Mais il n’y a plus guère de marronnerais à Cuiseaux, la plupart sont trop vieilles et ne rapportent guère. Les replanter ce serait beaucoup de travail, et puis, personne ne sait plus greffer les arbres à part quelques vieux paysans peut-être, et puis, avant c’était un complément de revenus mais maintenant, ça ne vaut plus le coup, c’est juste pour le plaisir, et le palais des connaisseurs !

Donc il n’y a plus assez de marrons de Cuiseaux pour alimenter la foire, et on en fait venir d’Ardèche ou d’Italie, et certains vendent des châtaignes ramassées dans les bois, mais tout ça ne vaut pas. Il est unique le petit goût sucré, le moelleux des marrons de Cuiseaux. Les autres, ça non, ça ne vaut pas. Sauf pour ceux qui n’y connaissent rien et qui ne viennent que pour faire la fête, ceux-là ils peuvent manger les châtaignes qui grillent sur la foire !

 

Pour avoir des vrais marrons de Cuiseaux il faut se lever de bon matin, venir au tout début du marché (à dix heures c’est plus la peine de chercher), repérer les vendeurs, en général de vieux pépés assis à côté d’une grosse corbeille en osier à deux oreilles, vérifier qu’ils sont bien cuiseautins ces marrons-là. Un œil averti ne peut pas se tromper, ils sont plus petits que les ardéchois ou que les italiens, plus clairs aussi, et plus gros mais surtout plus ronds que ceux des bois. Si par malheur on se trompe… Il faudra attendre la prochaine Saint Simon !

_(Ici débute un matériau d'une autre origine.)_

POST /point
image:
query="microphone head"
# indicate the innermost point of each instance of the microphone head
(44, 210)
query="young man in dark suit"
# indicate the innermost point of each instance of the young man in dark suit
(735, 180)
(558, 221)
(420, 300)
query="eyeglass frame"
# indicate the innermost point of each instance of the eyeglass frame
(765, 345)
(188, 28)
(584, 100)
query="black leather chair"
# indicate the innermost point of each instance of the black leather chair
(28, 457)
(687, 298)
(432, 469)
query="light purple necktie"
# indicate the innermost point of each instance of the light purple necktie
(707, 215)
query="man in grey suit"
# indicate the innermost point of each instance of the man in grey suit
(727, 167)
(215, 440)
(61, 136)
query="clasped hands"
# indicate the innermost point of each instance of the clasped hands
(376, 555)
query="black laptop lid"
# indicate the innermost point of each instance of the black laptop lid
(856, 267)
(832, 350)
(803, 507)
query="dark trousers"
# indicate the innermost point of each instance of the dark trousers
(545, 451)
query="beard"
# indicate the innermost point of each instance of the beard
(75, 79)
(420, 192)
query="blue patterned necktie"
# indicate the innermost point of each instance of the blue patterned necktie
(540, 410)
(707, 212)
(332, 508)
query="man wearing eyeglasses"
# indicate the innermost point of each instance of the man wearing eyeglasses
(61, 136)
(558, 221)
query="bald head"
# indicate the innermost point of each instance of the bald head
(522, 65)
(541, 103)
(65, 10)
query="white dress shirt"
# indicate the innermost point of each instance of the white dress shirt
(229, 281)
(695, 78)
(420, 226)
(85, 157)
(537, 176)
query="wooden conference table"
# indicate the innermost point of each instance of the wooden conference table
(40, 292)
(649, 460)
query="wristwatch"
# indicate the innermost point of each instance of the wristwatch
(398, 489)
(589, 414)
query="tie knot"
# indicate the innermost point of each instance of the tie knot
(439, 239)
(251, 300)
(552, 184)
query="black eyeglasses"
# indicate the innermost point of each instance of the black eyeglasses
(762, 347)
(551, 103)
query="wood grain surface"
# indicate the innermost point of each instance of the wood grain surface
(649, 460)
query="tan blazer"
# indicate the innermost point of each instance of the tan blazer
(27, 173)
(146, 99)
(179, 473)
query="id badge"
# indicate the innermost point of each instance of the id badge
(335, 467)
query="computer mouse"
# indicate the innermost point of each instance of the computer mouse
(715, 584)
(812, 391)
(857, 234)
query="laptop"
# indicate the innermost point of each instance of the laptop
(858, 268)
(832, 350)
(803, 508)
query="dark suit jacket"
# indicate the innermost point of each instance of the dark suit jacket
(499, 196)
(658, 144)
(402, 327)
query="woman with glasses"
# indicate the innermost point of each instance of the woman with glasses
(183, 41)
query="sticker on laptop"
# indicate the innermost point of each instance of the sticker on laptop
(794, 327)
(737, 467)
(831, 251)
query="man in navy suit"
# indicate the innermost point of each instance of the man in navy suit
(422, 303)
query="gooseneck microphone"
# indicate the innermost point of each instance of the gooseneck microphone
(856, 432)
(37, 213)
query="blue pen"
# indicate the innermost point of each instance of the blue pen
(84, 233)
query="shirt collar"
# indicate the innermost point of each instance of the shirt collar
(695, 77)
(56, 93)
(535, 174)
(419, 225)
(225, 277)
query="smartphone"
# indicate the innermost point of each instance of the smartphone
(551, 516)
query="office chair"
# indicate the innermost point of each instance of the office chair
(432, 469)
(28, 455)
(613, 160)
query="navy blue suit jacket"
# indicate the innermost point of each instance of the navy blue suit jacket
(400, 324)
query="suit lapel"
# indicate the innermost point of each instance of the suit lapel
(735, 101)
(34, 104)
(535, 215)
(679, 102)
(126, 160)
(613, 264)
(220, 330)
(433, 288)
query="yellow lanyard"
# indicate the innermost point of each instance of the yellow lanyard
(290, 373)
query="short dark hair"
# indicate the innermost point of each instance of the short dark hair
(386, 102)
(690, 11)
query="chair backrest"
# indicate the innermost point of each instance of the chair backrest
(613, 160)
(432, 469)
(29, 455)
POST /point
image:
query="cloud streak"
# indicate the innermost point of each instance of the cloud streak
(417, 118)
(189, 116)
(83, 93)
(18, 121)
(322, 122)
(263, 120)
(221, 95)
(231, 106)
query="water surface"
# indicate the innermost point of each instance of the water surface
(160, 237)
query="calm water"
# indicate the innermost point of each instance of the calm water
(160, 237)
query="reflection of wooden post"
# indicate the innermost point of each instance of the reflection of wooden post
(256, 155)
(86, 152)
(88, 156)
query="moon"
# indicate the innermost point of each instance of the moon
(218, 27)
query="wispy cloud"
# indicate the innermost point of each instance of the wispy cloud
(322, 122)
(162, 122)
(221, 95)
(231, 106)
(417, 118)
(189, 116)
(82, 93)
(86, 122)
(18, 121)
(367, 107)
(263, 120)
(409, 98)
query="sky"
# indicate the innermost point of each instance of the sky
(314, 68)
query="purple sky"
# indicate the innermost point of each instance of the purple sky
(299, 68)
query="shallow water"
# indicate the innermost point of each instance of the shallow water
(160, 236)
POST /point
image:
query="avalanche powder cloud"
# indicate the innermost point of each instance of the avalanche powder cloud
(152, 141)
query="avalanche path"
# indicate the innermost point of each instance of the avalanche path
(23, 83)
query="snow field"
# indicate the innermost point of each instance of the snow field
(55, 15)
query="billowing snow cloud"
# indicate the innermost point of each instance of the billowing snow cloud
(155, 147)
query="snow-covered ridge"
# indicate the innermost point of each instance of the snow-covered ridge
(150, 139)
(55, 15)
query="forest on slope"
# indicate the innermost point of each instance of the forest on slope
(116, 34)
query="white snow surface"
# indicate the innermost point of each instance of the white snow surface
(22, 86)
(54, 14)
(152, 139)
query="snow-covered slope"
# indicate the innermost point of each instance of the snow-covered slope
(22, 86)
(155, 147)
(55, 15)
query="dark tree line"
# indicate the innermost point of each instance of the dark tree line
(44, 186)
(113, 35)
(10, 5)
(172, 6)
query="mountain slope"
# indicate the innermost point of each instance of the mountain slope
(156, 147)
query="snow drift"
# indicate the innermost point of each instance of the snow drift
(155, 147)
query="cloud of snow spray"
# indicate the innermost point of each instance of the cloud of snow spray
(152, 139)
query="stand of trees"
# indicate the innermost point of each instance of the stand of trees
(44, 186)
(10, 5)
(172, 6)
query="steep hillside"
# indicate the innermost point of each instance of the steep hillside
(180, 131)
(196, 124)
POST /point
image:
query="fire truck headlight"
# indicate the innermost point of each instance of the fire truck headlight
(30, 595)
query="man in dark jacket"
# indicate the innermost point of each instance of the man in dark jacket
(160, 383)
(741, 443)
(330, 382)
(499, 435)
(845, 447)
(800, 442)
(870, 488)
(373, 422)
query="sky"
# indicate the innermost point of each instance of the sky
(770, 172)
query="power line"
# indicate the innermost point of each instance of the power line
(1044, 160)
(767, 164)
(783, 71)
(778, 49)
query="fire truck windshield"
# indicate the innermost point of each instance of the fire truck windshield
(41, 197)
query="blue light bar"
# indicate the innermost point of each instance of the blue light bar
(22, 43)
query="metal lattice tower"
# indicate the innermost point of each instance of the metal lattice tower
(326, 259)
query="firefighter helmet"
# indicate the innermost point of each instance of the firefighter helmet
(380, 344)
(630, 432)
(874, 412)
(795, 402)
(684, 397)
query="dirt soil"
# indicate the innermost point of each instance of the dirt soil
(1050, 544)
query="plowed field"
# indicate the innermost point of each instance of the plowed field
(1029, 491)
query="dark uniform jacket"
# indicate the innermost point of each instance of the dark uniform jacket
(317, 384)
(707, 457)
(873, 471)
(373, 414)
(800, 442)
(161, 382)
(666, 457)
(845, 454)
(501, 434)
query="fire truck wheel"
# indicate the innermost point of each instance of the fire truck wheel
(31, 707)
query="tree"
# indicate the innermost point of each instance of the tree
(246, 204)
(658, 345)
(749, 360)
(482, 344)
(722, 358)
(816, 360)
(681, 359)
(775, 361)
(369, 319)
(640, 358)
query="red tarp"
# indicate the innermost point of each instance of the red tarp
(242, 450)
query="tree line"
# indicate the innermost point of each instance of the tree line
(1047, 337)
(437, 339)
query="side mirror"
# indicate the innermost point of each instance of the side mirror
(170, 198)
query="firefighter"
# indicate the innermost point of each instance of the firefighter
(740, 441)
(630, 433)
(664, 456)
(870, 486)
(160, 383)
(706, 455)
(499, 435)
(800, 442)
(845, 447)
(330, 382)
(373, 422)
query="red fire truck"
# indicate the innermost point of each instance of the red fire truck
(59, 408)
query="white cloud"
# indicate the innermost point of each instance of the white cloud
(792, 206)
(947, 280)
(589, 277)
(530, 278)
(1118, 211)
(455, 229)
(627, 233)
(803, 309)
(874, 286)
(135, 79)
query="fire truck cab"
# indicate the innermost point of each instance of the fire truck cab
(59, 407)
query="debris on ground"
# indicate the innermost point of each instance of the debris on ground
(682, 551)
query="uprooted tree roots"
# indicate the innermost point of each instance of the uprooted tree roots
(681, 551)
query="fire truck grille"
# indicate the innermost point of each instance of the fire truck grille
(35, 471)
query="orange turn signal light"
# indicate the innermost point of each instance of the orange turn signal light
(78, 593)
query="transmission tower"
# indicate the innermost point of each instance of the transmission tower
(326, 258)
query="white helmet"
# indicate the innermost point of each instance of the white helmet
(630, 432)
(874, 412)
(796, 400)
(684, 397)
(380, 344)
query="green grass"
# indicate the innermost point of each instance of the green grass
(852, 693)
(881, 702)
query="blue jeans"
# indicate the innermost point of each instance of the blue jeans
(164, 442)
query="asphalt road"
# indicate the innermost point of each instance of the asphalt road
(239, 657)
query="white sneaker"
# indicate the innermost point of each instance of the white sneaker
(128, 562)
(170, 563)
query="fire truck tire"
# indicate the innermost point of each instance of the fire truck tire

C’est un trésor que l’on rapportera à la maison, un trésor qu’il faudra vite consommer, ils ne se gardent pas longtemps, les petits vers aussi les aiment. Donc régulièrement, il faudra les trier, jeter ceux qui sont habités, traquer l’intrus sans relâche.

En fin d’après-midi, on prend le chemin du retour, un peu gai, après avoir goûté les vins de Bourgogne et du Jura que les vignerons proposent avec leurs cartes de visites, prises mais rapidement oubliées pour la plupart ! La tête encore pleine des nouvelles échangées avec tous ceux que l’on a rencontrés, les parents, les amis, les connaissances et ceux que l’on ne voit qu’une fois par an à la Saint Simon ! Les joues et les lèvres ont encore l’empreinte des bises reçues et données. On garde le goût du civet de lièvre dégusté chez Vuillot, l’aubergiste le plus réputé de la région (si on avait réservé assez à l’avance !), ou du repas » cantine » pris dans le brouhaha de la salle des fêtes, ou du sandwich acheté sur un stand et mangé en flânant. On a la tête pleine du flonflon des accordéons, des claquements de sabots des danseurs folkloriques qui se succèdent sur la place. Ceux d’ici que l’on revoit tous les ans, et ceux qui viennent de plus loin, de l’étranger parfois ! Les bras sont chargés d’un pull magnifique et pas cher, d’un paquet de chaussettes en coton écologique, du tout dernier hache-persil super performant dont un bonimenteur a su vous convaincre de l’utilité et qu’on finira par oublier dans un placard, d’un saucisson à l’ancienne, de miel artisanal… Et de chrysanthèmes pour fleurir les tombes à la Toussaint… C’est ça aussi, la foire de la Saint Simon.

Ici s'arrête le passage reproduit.